The UK government is not currently doing enough to decarbonise the housing stock and protect householders from rising energy bills. In their 2016 progress report, the Committee on Climate Change concluded: "Progress improving the energy efficiency of buildings has stalled since 2012." This was echoed by the Energy and Climate Change Committee’s report on energy efficiency which urged government to “[…] promptly demonstrate a renewed commitment to tackling energy efficiency”.
It is also widely recognised that current levels of investment fall far short of what will be required to meet our 2030 national fuel poverty target: as Policy Exchange identifies, there is a funding gap of £700m a year. But potential for national government action seems limited largely due to the high profile failure of the Coalition government’s Green Deal policy. Ministers have become reluctant to put home energy efficiency at the top of their priority list.

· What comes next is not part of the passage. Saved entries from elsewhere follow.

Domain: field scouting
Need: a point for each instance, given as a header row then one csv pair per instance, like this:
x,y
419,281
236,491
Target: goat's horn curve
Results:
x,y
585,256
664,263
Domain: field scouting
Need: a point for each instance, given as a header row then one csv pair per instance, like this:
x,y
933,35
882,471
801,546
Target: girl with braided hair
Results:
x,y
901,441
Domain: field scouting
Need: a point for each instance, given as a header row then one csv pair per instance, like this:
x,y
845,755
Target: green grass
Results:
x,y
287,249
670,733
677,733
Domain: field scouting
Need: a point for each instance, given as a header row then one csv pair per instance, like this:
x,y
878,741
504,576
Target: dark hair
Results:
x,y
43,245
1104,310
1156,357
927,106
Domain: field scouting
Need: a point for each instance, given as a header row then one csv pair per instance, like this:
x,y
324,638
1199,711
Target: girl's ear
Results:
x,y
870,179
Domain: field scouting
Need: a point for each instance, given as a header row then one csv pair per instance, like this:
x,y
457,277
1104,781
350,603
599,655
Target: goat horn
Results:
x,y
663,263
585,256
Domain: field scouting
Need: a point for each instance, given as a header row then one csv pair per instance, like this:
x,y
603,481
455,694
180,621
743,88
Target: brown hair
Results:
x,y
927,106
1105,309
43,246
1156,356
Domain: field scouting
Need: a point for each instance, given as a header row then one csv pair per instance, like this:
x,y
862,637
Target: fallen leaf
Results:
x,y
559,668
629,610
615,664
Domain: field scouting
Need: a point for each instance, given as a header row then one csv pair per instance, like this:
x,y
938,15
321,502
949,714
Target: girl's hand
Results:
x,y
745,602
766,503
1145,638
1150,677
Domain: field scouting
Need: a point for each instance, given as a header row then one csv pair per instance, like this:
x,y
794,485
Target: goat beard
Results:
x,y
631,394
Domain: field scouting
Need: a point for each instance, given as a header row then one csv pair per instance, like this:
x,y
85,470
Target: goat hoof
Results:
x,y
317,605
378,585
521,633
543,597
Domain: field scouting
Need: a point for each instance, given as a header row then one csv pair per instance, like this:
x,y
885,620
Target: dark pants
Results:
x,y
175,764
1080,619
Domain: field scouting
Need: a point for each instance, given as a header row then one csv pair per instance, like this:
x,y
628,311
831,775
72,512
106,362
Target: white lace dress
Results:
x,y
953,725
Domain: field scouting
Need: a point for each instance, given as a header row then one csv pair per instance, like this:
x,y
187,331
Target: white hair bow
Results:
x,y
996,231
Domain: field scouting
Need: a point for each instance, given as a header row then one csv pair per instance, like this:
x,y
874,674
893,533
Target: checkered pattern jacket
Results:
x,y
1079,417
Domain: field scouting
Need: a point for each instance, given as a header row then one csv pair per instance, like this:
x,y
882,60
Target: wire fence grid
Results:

With this in mind, it is interesting to look at devolved governments across the UK, not only Scotland, Wales and Northern Ireland, but also at the English regions. Six combined authorities will be getting new directly elected mayors this May: Liverpool city region; Greater Manchester; the West Midlands; the West of England; Tees Valley and Cambridgeshire and Peterborough.
The combined authorities are new political structures sitting above the multiple councils in each of these regions. The Greater Manchester Combined Authority, for example, encompasses Bolton, Bury, Manchester, Oldham, Rochdale, Salford, Stockport, Tameside, Trafford and Wigan. Of course there’s one big established precedent for all this, the London Mayor and Greater London Authority which has been in place since 2000.
What can the new mayors do to promote low carbon homes?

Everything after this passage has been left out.